A KEV entry against an EOL product on a fourteen-day clock is therefore an instrument with one purpose. It generates an inventory event. Every federal security officer who reads the catalog on Wednesday afternoon now has a homework assignment by June 3: enumerate the systems on which Internet Explorer is still installed, account for them, and either remove the browser or remove the system from the network. The catalog's job here is not to warn defenders that the Aurora primitive is being exploited again. The catalog's job is to surface the footprint whose continued existence the agency's annual attestation would otherwise quietly elide.

The answers are not trivial. IE binaries shipped with every Windows install image from the last twenty-plus years and were never removed by default until the IE 11 retirement gradually phased the executable out of newer image builds. Group policy templates written for IE in the 2010s still reference its registry keys. Internal applications written against WebBrowser controls, ActiveX components, or MSHTML.dll link tables still expect IE to be present. The footprint a CISO is being asked to deny is not "user is launching the browser." The footprint is a binary still on disk, an ActiveX surface still exposed, a registry hive still configured, an internal app still embedding the renderer. The June 3 attestation is, operationally, a sweep across every Windows fleet for those traces.

This is the regulatory tail of the same disclosure-after-exploitation pattern Aurora itself founded. In 2010 the disclosure was Google's breach revealing the bug. In 2026 the disclosure is CISA's KEV deadline revealing which agencies still have the product the bug lives in. The bug was disclosed sixteen years ago. The disclosure of where it is still running is the 2026 event. Ivanti's end-of-life branch becoming UNC5221's lab is the same shape three layers down: the vendor declared EOL, the customer fleet failed to act, an authority with regulatory leverage eventually said the unpatched footprint had to be named. Aurora's KEV listing is what happens when the regulatory authority reaches the EOL footprint before the next attacker does.
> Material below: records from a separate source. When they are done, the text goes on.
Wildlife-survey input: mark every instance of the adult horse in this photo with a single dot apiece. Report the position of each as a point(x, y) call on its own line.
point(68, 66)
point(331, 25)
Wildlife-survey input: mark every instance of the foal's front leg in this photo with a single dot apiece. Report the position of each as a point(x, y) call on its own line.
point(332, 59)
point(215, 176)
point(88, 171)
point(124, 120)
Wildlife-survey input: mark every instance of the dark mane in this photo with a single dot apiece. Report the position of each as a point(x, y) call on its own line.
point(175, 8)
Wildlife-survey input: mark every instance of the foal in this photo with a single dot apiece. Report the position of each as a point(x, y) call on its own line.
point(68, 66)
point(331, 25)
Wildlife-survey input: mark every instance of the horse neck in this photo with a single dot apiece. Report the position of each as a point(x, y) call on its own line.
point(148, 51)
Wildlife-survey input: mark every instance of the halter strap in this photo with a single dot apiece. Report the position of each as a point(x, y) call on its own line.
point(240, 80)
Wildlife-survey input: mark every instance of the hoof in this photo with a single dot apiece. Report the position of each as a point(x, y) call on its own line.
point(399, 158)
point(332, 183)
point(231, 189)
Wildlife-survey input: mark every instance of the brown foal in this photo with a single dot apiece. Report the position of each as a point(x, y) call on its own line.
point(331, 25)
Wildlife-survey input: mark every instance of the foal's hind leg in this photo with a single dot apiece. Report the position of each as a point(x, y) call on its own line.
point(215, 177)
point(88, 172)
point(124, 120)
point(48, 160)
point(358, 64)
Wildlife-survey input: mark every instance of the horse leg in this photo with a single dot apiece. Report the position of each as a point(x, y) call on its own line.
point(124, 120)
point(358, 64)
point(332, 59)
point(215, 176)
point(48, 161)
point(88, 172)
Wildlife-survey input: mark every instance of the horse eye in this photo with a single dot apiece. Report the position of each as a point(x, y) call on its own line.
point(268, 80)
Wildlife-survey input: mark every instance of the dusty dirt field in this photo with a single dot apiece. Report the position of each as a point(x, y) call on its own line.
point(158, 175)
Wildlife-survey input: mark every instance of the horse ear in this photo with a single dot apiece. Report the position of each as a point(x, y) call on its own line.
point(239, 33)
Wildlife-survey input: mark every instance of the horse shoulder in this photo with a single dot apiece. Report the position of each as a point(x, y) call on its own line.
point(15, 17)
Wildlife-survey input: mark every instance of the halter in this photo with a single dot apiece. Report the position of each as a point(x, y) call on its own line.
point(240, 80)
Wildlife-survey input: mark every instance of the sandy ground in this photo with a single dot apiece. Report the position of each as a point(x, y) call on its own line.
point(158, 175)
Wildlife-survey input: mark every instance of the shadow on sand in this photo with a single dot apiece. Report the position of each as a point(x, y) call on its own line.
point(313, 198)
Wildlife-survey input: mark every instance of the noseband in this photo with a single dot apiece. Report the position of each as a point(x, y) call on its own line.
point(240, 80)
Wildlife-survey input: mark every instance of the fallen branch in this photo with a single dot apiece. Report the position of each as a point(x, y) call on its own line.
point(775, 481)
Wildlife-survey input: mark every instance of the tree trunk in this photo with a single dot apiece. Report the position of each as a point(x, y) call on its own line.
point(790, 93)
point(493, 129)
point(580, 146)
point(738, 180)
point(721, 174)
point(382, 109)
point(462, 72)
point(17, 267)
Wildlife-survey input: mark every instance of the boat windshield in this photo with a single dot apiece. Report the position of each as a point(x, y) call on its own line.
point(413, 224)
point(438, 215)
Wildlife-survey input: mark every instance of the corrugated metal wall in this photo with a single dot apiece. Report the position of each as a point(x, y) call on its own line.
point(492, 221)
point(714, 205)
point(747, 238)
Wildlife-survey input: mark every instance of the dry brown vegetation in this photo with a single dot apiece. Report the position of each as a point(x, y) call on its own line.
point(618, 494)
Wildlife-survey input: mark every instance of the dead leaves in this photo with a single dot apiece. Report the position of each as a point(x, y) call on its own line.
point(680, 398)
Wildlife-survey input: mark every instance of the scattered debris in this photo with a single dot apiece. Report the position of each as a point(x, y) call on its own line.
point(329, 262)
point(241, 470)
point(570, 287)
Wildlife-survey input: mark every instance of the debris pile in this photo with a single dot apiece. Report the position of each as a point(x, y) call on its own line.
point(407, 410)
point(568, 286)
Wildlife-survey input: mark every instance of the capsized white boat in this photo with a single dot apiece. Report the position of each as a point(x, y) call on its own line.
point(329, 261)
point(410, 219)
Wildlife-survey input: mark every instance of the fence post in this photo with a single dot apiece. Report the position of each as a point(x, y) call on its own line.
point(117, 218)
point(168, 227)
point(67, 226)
The mitigation that still works is the one the product no longer has

The MS10-002 patch exists on Microsoft's update servers in 2026. It applies cleanly to the IE 8 install media that supported Windows machines were shipping in 2010. The patch is what CISA's first required-action option defers to when it says apply mitigations per vendor instructions. The patch's only problem is that the install media it patches is no longer present on any system Microsoft will admit to supporting.

The CVE record itself was edited on May 20, 2026, the same day CISA added the KEV entry, to update its reference list. The bug's mechanism did not change. The CVSS scores did not change. The technical primitive is the same use-after-free Google was breached through during the week of Christmas 2009. The only field that moved was the one that names the federal deadline.

The CVE is sixteen years old. The patch is sixteen years old. The fourteen-day deadline is not for the patch.